Bullets sang around him, but less numerously now, and minutes later the only sound was the regular rhythm of his breathing and the distant roar of the battle for Krajnac.

“I won’t begin to tell you how stupid that was,” Kranda said.

“In that case I’m grateful,” he said. Then: “I’m sorry. I acted without thinking. I had to do
something
.”

“There was little, in the circumstances, we could have done, short of killing the Sporelli and taking the flier.”

“Why didn’t you suggest this at the time?”

“I considered, and discounted, the action. The Sporelli would have brought us down with ease.”

Ellis swore. “So we give up, just like that?” Even as he spoke, some traitorous voice deep within him suggested that that would be the easy option.

“Or we make our way to Sporell, find the ailing dictator, and rescue Calla.” Ellis almost laughed, but sensed that Kranda was deadly serious. “We can do that?”

“My flier is on its way back, having safely deposited the Phandrans. We will gain high ground and rest until it arrives in... in approximately three hours.”

“This is crazy!” Ellis cried.

“Nevertheless, human, I have a debt of honour to despatch. I said I would help you rescue the Phandran called Calla, and I will. This way.”

They left the fields behind them and headed into the hills.

 

 

 

 

3

 

T
HEY CLIMBED THE
escarpment and halted at the top, looking back across the plain they had traversed. The bombardment of Krajnac continued, though the replying plasma bolts were growing less frequent.

Ellis considered Calla, and where the Sporelli were taking her. While she would be away from the dangers of the battlefield, who knew what new dangers she might face on the homeworld of the Sporelli, ministering to the needs of the dying dictator? If she failed to save his life, what then? They were conscienceless killers, as he’d seen for himself.

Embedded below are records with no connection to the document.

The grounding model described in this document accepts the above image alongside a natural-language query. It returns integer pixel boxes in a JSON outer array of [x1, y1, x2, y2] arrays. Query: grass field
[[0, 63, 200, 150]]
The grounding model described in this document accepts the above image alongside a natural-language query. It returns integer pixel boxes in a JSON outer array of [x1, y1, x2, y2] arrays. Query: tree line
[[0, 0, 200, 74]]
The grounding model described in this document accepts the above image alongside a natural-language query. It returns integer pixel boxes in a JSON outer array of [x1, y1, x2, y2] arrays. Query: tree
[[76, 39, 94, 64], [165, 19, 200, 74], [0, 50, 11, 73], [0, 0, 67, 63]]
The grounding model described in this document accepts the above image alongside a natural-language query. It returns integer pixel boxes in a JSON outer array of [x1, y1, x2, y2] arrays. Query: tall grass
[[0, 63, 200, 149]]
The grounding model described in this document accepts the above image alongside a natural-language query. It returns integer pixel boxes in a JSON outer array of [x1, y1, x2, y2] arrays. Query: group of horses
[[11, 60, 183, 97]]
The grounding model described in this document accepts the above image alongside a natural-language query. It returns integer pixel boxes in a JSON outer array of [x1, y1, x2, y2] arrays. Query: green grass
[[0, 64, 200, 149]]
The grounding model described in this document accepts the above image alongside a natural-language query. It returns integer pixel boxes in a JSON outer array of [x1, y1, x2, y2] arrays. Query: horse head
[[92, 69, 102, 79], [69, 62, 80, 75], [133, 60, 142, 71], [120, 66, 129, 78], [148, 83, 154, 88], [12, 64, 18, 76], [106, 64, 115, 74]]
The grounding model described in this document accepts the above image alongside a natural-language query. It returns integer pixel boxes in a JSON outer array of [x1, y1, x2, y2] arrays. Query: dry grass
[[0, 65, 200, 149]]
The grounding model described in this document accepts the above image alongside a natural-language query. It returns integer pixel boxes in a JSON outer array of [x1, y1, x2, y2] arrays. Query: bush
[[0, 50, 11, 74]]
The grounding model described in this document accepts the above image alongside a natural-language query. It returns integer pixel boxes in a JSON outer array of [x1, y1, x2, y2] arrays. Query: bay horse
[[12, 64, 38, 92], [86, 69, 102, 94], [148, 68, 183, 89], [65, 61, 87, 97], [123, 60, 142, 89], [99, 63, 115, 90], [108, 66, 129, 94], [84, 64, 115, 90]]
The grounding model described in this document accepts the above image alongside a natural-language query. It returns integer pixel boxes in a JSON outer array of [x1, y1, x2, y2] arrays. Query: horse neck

They sat side by side on a fallen log. Kranda deactivated her shield and pulled rations from her backpack. She passed him an energy bar, which he wolfed down. Until coming to rest five minutes ago, he hadn’t realised how hungry and tired he was. His recent exertions were beginning to take their toll. When Kranda’s flier arrived, he promised himself, he would snatch a few hours sleep on the flight to Sporell.

He looked at the Mahkan. “Do you really think we can do this?”

She turned her scaled face to regard him. “Fly to Sporell, locate the dictator, and in so doing find Calla? Why not? We came all this way and located her, yes? And but for your foolhardiness we might have devised some means of effecting her rescue.”